Finite element analysis on solar energy harvesting using ferroelectric polymer

Abstract

Solar energy harvesting through pyroelectric effect has been under the scrutiny of researchers since the past few years. However, the low energy density coupled with requirement of rapid temperature fluctuations has hindered any successful commercial ventures in this field. This study is an attempt towards eliminating these drawbacks associated with pyroelectric energy generation using ferroelectric polymers. Langmuir–Blodgett Polyvinylidene difluoride copolymer–Trifluoroethylene–Chlorofluoroethylene P(VDF–TrFE–CFE) thin films were used in conjunction with pyroelectric effect and forced cooling to simultaneously increase energy and power density. In this regard, a two faceted approach of linear pyroelectric harvesting and harvesting through Ericsson cycle have been analyzed and compared. The models for the same have been developed and analyzed using finite-element method. Two separate cases of air cooling and water cooling were investigated. Peak values of power density for water cooling and air cooling processes (direct pyroelectric effect) are found to be 0.437μW/cm3 and 0.2μW/cm3, respectively. These values are obtained at optimized value of load resistance and load capacitance (RL=7MΩ and CL=2μF for water cooling while RL=14MΩ and CL=2μF for air cooling).

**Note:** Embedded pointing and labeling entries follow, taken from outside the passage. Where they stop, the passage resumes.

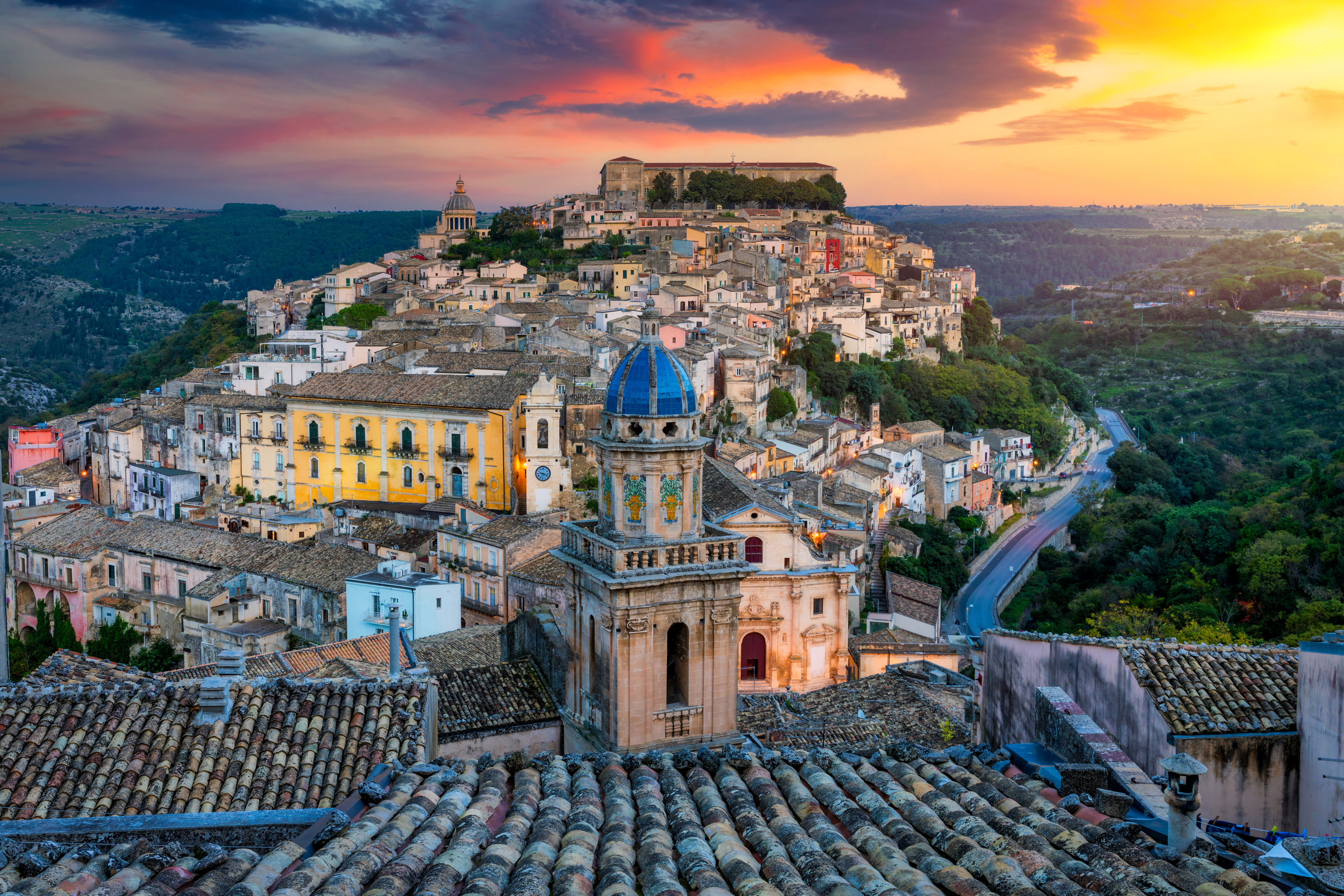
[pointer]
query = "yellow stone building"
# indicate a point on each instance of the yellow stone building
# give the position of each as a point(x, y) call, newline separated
point(396, 437)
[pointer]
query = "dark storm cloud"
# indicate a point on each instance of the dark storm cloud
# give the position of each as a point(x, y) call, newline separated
point(950, 57)
point(1140, 120)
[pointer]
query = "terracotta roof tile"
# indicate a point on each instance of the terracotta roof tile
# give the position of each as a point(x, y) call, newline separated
point(914, 600)
point(139, 748)
point(66, 666)
point(402, 388)
point(892, 708)
point(302, 662)
point(544, 568)
point(462, 649)
point(1208, 690)
point(492, 698)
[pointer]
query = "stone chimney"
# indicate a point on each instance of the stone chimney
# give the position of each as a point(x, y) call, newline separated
point(394, 640)
point(216, 700)
point(230, 664)
point(1182, 798)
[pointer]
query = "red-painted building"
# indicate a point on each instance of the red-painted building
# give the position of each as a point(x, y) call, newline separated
point(835, 254)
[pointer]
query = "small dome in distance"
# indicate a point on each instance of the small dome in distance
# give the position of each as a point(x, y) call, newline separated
point(460, 200)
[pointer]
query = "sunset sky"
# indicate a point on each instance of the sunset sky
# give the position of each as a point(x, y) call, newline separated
point(382, 104)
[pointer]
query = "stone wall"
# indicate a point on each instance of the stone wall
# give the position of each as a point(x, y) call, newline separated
point(1257, 784)
point(1094, 676)
point(1322, 728)
point(1070, 734)
point(534, 633)
point(1253, 780)
point(1060, 540)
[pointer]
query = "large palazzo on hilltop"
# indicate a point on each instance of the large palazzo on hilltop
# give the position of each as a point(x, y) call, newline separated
point(655, 592)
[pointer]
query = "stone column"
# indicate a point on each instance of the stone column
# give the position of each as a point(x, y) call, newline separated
point(799, 658)
point(480, 464)
point(382, 476)
point(336, 470)
point(687, 498)
point(429, 462)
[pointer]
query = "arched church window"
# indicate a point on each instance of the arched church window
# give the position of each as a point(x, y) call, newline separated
point(752, 664)
point(679, 660)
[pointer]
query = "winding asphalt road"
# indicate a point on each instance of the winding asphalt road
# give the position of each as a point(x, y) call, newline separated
point(974, 609)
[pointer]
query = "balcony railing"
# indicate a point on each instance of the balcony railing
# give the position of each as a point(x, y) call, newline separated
point(36, 578)
point(578, 540)
point(488, 609)
point(381, 617)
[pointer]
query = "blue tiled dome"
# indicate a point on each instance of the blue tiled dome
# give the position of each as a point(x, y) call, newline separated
point(651, 382)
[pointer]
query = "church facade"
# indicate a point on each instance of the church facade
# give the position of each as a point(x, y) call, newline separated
point(656, 589)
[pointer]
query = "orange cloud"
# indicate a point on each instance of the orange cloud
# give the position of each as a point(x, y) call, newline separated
point(1140, 120)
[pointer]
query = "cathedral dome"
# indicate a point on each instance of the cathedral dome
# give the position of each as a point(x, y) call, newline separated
point(460, 202)
point(651, 382)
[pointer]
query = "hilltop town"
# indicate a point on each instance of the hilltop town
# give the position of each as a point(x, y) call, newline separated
point(484, 552)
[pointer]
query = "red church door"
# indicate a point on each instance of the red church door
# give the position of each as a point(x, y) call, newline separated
point(752, 668)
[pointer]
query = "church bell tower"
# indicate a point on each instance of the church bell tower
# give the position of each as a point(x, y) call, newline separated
point(652, 592)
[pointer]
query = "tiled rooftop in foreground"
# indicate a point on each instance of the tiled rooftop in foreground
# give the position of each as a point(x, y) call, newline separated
point(1204, 688)
point(897, 821)
point(135, 748)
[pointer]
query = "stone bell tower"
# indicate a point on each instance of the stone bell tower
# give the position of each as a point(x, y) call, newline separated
point(654, 592)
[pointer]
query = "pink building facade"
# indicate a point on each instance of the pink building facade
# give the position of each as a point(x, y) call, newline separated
point(32, 445)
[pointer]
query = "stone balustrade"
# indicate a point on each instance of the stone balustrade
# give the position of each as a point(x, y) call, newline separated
point(717, 546)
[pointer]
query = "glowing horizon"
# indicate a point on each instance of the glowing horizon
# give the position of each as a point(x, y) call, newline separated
point(1008, 102)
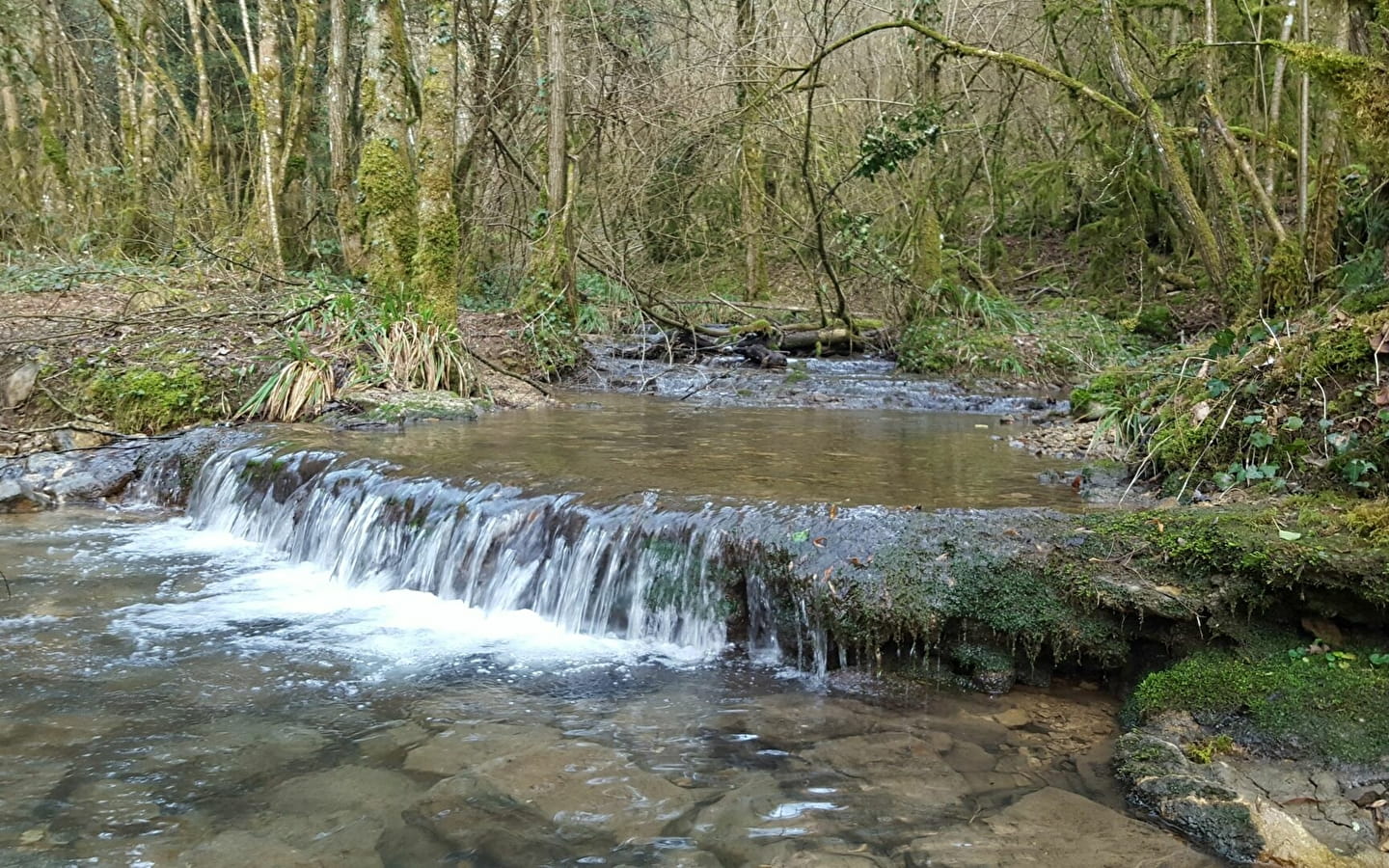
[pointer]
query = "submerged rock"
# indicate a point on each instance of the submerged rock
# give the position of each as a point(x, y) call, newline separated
point(1051, 827)
point(520, 808)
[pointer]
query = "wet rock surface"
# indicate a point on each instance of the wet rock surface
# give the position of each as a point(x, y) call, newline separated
point(846, 384)
point(138, 470)
point(1253, 810)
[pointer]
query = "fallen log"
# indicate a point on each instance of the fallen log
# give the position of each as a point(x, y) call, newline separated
point(758, 354)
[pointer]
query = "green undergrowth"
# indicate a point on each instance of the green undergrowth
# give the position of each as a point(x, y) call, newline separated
point(981, 334)
point(1279, 701)
point(1278, 406)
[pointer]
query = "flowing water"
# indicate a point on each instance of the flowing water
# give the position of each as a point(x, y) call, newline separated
point(426, 649)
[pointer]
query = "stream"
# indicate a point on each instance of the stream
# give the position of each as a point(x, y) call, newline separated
point(502, 643)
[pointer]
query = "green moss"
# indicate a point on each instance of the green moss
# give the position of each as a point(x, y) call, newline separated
point(148, 400)
point(1290, 703)
point(1206, 750)
point(388, 189)
point(1357, 82)
point(1275, 404)
point(1156, 321)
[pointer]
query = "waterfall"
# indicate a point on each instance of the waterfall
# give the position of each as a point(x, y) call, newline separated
point(627, 571)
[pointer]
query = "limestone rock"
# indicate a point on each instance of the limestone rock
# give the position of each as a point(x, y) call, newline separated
point(1234, 813)
point(246, 851)
point(18, 385)
point(464, 747)
point(518, 807)
point(1014, 719)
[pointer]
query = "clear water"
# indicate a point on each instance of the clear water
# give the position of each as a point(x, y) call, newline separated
point(618, 446)
point(262, 684)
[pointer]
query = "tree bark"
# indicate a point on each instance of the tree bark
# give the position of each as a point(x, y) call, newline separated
point(435, 271)
point(751, 164)
point(385, 173)
point(340, 144)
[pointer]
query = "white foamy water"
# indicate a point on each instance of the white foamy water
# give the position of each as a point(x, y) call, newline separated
point(240, 592)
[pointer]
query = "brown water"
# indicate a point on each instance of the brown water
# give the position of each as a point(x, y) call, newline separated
point(214, 692)
point(617, 445)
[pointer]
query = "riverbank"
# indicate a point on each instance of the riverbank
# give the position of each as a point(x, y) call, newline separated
point(1253, 618)
point(1192, 611)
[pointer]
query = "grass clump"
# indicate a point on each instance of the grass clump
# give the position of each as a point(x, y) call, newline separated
point(996, 338)
point(1290, 703)
point(1281, 406)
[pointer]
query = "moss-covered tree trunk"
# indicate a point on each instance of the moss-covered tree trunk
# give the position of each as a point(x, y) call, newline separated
point(435, 270)
point(340, 136)
point(385, 173)
point(262, 59)
point(553, 290)
point(1196, 224)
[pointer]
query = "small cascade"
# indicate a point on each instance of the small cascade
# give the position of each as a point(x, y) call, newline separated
point(627, 571)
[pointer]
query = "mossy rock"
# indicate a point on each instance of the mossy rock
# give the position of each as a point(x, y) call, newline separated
point(1288, 704)
point(149, 400)
point(379, 406)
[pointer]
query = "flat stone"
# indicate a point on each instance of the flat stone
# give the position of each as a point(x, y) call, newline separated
point(1049, 827)
point(343, 839)
point(1014, 719)
point(72, 438)
point(248, 851)
point(523, 805)
point(969, 757)
point(19, 498)
point(18, 385)
point(346, 788)
point(464, 747)
point(387, 744)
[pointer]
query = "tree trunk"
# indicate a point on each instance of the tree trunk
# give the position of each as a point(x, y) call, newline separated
point(262, 57)
point(340, 148)
point(436, 256)
point(1180, 183)
point(751, 166)
point(385, 173)
point(553, 265)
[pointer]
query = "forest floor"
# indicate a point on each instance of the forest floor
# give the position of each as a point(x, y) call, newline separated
point(1271, 446)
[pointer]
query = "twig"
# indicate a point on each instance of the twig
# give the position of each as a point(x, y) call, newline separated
point(246, 265)
point(71, 413)
point(511, 374)
point(704, 385)
point(63, 426)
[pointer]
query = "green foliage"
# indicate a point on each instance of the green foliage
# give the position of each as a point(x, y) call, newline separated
point(981, 334)
point(896, 139)
point(1359, 82)
point(1334, 712)
point(344, 340)
point(1275, 403)
point(606, 307)
point(149, 400)
point(1206, 750)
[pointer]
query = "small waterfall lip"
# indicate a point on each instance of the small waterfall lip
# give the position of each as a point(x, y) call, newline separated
point(630, 573)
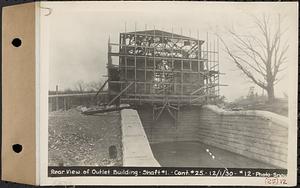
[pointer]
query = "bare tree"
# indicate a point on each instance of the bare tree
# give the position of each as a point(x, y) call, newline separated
point(260, 56)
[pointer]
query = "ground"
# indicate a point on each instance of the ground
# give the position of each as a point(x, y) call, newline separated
point(84, 140)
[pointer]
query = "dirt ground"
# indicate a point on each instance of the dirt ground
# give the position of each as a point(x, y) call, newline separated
point(84, 140)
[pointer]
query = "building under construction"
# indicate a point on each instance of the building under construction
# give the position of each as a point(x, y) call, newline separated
point(163, 69)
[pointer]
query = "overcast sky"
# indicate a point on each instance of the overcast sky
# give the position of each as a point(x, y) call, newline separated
point(79, 31)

The maximum values of power density that can be obtained from water and air cooling process are 19.65mW/cm3 and 16.35mW/cm3 (using Ericsson cycle) at 0.013 and 0.011Hz frequency, respectively. It was also observed that water cooling is more efficient than air cooling for energy harvesting. This study can lead to growth in the field of solar energy harvesting using pyroelectric effect.